Within the hour of being off the pitocin and spinal, she gave birth to a healthy baby boy. In retrospect she said she felt pressured or "pushed" by the doctor, and was made to believe that "there simply wasn't enough time, and a c-section was looming."

On other occasions a cesarean is critical for the health and well-being of both the mother and the infant.

Jennifer, who was 34 when she became pregnant with her second son, had effaced (the membrane had thinned) on the upper side of the uterus. In addition, her son was in distress - there was meconium in the amniotic fluid and, despite her position, the baby's heart rate was decelerating on every contraction.

Due to similar complications, Jennifer had undergone a c-section with her first son, though she intended to have a vaginal birth after cesarean (VBAC) with her second. In light of her compromised uterus and the baby's distress, however, it was decided that a cesarean was the only way to birth her son and to save her life, since her uterus was in danger of rupturing.

There are several mitigating factors that figure into the rapid rise of cesarean sections, including:

Doctors' fear of lawsuits, or "defensive" cesareans;

Forced cesareans - (mothers being advised to have second and third-time cesareans, as well as undergoing cesareans for "failure to progress") when not otherwise medically indicated;

• A growing belief that c-sections are "safe";

• An increasing failure to support normal physiologic labor.

Throughout Block's book, doctors acknowledge that there exist pressure to perform c-sections to avoid malpractice suits, even when the procedure is not medically indicated. As one physician states: "You see the ultrasound and think maybe it's [the baby] too big, maybe we'll have shoulder dystocia, better do a cesarean. A lot of that is driven by fear of liability."

Over the last 10 years, the VBAC rate has fallen 67 percent, and studies indicate a 90 percent repeat cesarean rate in the United States. Women are having difficulty finding doctors who are willing to perform VBAC, even when it is medically indicated that a vaginal birth might be favorable.

It should be noted that a cesarean is considered major surgery, carrying substantial risk. Some of the most common concerns include maternal mortality (one in 2,500, as opposed to one in 10,000 for vaginal births), infection, the risk of blood clots and stroke.

As the situation becomes more complex, communication between women and their doctors must remain open. Experts suggest that expecting mothers write and assert a birthing plan. Two resources for this are can be found on-line at www.babyzone.com and http://childbirth.org.

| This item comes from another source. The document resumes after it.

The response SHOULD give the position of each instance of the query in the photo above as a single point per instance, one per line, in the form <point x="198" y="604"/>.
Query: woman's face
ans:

The resources Childbirth Connection and Childbirth Solutions suggest that the mother, or the mother's partner, should not hesitate to ask doctors the following questions:

• "I don't understand what you're saying, please explain this to me."

• "What could happen to me or my baby if I do that? Or if I don't?"

• "What are my other options?"

• "What will happen if I choose to do nothing?"

The reasons for cesarean rates climbing can be attributed to a number of possible factors that may be legally centered, convenience-based and/or indicated by a lack of interest in the lengthy nature of physiological birth. More than ever, this crisis demonstrates a need for women and their partners to come to the fore and assert their rights, so they make sure they receive the birth they intended.

As history shows, there will always be cesarean sections performed out of necessity; the procedure has proven to be a remarkable tool for saving the lives of both mother and infant. The goal, after all, is to ensure that either procedure is driven by medical necessity and not by convenience or systemic fear.